Ruth laughed at this. "You are wrong," she said. "The more you give the more you get. At least, I find it so. And we are getting right now, on this trip to the great Northwest, much more than we are giving. I feel as though I would be condemned if I did not do something for these hard-working people who are doing their part in developing this country--the settlers, and even the timbermen."

"You want to be a lady Santa Claus to that bunch of roughnecks at Benbow Camp, do you?" laughed Jennie.

"Well, I would like to help somebody besides Wonota. What do you hear from your New York dressmaker about Wonota's new outfit, Jennie?"

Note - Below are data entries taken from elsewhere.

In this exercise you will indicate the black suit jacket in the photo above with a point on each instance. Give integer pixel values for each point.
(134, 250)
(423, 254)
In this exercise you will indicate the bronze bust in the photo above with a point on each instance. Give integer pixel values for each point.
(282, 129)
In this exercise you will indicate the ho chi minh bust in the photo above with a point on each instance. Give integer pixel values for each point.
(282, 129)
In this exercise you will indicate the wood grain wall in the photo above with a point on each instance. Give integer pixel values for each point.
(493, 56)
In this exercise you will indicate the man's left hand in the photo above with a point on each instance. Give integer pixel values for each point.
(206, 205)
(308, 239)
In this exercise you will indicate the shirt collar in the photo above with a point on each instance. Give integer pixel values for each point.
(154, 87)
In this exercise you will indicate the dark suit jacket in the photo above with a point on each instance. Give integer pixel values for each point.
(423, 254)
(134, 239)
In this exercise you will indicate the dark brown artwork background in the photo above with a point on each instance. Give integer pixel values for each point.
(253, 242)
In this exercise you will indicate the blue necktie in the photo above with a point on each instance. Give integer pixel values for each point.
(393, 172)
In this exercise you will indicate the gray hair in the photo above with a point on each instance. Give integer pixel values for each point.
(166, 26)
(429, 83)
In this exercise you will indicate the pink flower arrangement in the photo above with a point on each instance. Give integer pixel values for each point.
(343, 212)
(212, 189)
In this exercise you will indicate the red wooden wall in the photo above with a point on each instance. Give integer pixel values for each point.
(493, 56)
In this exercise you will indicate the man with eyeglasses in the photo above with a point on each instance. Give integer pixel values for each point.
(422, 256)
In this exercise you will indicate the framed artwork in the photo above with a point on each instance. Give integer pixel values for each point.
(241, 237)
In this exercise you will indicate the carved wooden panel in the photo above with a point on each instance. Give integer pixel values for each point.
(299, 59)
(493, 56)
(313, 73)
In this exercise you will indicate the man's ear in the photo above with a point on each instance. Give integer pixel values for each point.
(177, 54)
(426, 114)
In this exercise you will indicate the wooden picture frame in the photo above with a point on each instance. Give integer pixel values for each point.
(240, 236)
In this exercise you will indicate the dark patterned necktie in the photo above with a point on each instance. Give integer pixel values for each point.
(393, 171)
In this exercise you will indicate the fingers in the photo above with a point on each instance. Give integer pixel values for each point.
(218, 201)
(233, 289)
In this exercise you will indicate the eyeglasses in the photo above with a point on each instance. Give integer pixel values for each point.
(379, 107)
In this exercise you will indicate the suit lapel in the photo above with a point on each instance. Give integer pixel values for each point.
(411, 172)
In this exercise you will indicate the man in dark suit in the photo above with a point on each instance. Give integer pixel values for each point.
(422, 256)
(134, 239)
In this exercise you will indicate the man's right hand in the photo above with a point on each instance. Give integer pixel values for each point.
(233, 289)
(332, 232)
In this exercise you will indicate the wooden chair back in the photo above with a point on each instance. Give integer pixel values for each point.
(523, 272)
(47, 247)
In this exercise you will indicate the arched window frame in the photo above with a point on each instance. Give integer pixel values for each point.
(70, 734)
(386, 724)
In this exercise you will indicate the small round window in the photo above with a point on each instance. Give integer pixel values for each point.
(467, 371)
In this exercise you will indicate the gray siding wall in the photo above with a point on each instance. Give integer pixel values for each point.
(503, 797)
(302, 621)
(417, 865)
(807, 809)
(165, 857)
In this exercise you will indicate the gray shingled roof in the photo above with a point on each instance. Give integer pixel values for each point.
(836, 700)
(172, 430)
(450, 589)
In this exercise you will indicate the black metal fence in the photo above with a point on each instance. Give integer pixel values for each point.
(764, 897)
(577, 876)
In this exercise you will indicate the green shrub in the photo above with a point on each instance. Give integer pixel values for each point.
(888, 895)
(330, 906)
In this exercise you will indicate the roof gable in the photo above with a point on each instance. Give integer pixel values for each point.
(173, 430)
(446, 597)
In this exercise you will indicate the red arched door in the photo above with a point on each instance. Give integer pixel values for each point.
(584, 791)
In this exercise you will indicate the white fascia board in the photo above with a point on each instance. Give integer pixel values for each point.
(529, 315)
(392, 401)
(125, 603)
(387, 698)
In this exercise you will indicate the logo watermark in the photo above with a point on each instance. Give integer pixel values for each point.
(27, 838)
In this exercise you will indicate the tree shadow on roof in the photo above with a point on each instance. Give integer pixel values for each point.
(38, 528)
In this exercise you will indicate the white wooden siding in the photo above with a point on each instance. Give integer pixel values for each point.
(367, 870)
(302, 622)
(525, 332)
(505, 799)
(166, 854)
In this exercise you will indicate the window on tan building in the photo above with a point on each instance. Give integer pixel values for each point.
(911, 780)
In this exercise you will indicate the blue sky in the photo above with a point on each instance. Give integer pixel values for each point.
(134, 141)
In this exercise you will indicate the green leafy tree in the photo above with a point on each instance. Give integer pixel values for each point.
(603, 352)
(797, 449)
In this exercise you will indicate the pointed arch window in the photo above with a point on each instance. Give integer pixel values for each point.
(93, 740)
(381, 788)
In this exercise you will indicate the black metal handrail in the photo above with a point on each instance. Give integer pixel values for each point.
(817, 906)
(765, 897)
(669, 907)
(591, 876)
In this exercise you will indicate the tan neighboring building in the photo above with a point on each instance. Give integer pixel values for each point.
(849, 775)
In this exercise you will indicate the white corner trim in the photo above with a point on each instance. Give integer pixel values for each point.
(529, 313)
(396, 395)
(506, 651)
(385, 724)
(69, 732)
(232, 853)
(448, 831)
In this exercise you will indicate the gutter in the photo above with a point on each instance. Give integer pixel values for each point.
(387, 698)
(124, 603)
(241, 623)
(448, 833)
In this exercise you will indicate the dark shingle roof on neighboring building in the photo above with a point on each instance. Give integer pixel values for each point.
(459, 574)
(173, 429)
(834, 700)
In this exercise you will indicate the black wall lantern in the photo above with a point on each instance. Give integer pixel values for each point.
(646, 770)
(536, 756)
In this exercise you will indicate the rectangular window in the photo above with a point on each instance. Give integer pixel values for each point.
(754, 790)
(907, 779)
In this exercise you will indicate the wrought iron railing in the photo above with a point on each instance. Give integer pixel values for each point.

"It will be shipped right out here to Clearwater before long," announced the plump girl, with new satisfaction. "Won't Wonota be surprised?"

"And delighted!" added Helen, showing satisfaction too.

At that very moment they rode out of a patch of wood which had hidden from the girls' eyes a piece of lowland fringed by a grove of northern cottonwood trees. On the air was borne a deep bellow--a sound that none of the three had noted before.

"What is that?" demanded Helen, startled and half drawing in her snorting pony.

"Oh, listen!" cried Jennie. "Hear the poor cow."

Ruth was inclined to doubt. "When you hear a 'cow' bellowing in this country, look out. It may be a wild steer or a very ugly bull. Let us go on cautiously."

All three of the ponies showed signs of trepidation, and this fact added to Ruth's easily aroused anxiety.

"Have a care," she said to Helen and Jennie. "I believe something is going on here that spells danger--for us at least."